When i got mine,it is a 4 hole mold, i thought that i was going to ruin it by getting it that hot.

But it started casting like a charm once it got to it's happy place.
had to use a deer skin and welder's glove just to keep from burning my hand.

Until i got it the only hp mold i had was an old lee with the pin fixed on the bottom.It being aluminum not brass.

Trey45
11-11-2012, 09:02 PM
I dip the pin in the melt for a 15 count to heat it, a propane torch will work too, but I figure since the lead's already hot and sittin' right in front of me, why not use it to heat the pin. I betcha heatin' the pin solves that incomplete fill out issue.

sergeant69
11-11-2012, 09:16 PM
ok, gonna try all that. i thought the pin was hot enough cause its hot to the bare hand holding it by the wood knob. but if its not...its not. can't try it tomorrow as babysitting a 2 yr old. by myself. all day. HELP!! told her mom i was gonna teach her to cast. can't say here what she said. so...soon gonna have another go at it. thanks.

MakeMineA10mm
11-12-2012, 02:19 AM
I've got the same mould. Extra tin helps, and keeping the pin hot helps, but the bottom line is casting FAST! There is no substitute for that.
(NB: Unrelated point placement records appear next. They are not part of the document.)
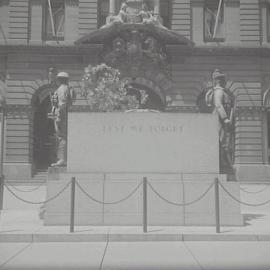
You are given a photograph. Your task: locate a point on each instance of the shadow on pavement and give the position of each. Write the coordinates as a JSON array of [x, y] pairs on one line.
[[249, 217]]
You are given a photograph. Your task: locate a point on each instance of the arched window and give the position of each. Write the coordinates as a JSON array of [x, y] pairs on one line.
[[54, 20]]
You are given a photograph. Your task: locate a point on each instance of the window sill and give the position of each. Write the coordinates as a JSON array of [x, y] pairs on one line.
[[211, 40]]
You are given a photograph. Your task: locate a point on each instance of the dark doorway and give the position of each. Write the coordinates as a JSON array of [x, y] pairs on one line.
[[44, 138]]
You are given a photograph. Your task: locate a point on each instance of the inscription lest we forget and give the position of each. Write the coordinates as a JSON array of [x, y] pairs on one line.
[[109, 129]]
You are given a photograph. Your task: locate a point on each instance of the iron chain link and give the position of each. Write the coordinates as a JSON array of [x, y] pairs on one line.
[[43, 202], [239, 201], [108, 203], [180, 204]]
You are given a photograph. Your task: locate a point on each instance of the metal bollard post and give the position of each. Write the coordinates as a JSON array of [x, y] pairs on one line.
[[1, 191], [217, 206], [72, 204], [145, 205]]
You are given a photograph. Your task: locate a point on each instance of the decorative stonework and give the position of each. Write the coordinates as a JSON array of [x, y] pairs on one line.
[[133, 50]]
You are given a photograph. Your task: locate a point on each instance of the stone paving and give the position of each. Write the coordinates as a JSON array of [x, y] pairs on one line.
[[20, 222]]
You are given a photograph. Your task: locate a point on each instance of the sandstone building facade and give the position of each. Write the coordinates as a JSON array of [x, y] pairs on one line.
[[36, 35]]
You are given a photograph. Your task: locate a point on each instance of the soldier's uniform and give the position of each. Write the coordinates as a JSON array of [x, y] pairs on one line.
[[61, 100], [223, 102]]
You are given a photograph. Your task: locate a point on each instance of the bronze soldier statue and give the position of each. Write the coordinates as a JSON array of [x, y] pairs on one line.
[[62, 98], [223, 102]]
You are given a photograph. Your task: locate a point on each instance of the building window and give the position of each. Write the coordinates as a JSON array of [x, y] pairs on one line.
[[214, 20], [166, 12], [268, 23], [54, 20], [135, 6]]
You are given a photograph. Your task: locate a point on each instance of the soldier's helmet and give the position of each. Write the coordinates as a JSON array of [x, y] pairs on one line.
[[63, 75], [217, 74]]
I'd be nervous running my lead that hot. Is that number true? (Did ya have a thermometer?). I never get my pot above 800, and I cast at around 700-750 degrees.

Larry Gibson
11-12-2012, 11:37 AM
I have the same mould also and cast good bullets. A proper alloy with sufficient tin is needed as mentioned. I also cast at 725 - 750 degrees. Dipping the pin to keep it hot works but I prefer a simple set up with a propane torch. adjust the flame of the torch to keep the pin just hot enough given your casting speed and the ambient temp of the place you are casting at.

BTW; just so some one won't get excited the idea comes from the NRA's cast bullet handbook. The picture of my set up shows a .30 cal pin but the .44 pin works as well in the wire holder.

Larry Gibson

sergeant69
11-12-2012, 11:53 AM
I've got the same mould. Extra tin helps, and keeping the pin hot helps, but the bottom line is casting FAST! There is no substitute for that.
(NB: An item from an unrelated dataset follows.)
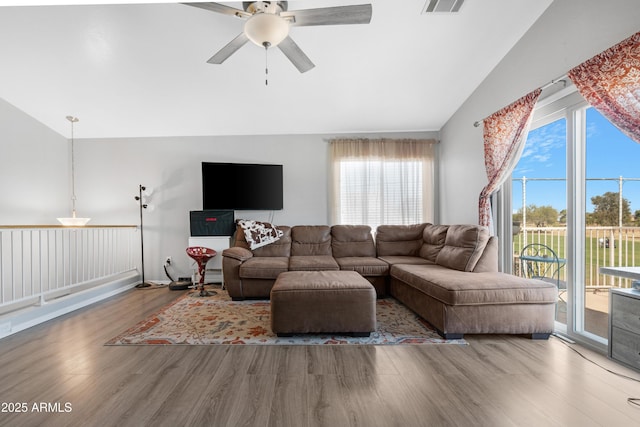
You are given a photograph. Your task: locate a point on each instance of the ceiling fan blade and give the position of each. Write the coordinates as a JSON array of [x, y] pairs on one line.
[[220, 8], [292, 51], [229, 49], [339, 15]]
I'd be nervous running my lead that hot. Is that number true? (Did ya have a thermometer?). I never get my pot above 800, and I cast at around 700-750 degrees.

yes, that was a thermometer temp.

sergeant69
11-12-2012, 11:55 AM
LARRY... thats a hot set up (pun intended). thanks for the tips. gonna give it a try next session. thanks.

cbrick
11-12-2012, 12:05 PM
sergeant69, thought I was looking at my first HP casts.

Yep, pin temp is the key. To qoute my favorite author, Glen Fryxell " A hot HP pin is a happy HP pin". Molten alloy hits that cold pin and sucks the heat right out of the alloy & it solidifies before it can fill out the cavity just as in your pictures. As you can see from your bullets, the colder the pin the worst it gets. The pin has very little mass to hold heat compared to the mass of the blocks and will cool much faster. Keep the pin in the blocks, the blocks closed and full as much as possible. If your casting pace doesn't keep the pin hot enough use the torch as Larry suggested.

900 degrees? Are you kidding us? 900 degrees?

I couldn't tell you even IF my pots would get to 800 degrees & don't intend to find out. Good thing you don't have any tin in your alloy. Tin looses it's ability to reduce surface tension by inhibiting oxidation at 750 degrees, past this temp tin itself oxidizes much faster & the hotter the alloy the faster tin will oxidize.

Rick

Shuz
11-12-2012, 06:41 PM
900 degrees? Are you kidding us? 900 degrees?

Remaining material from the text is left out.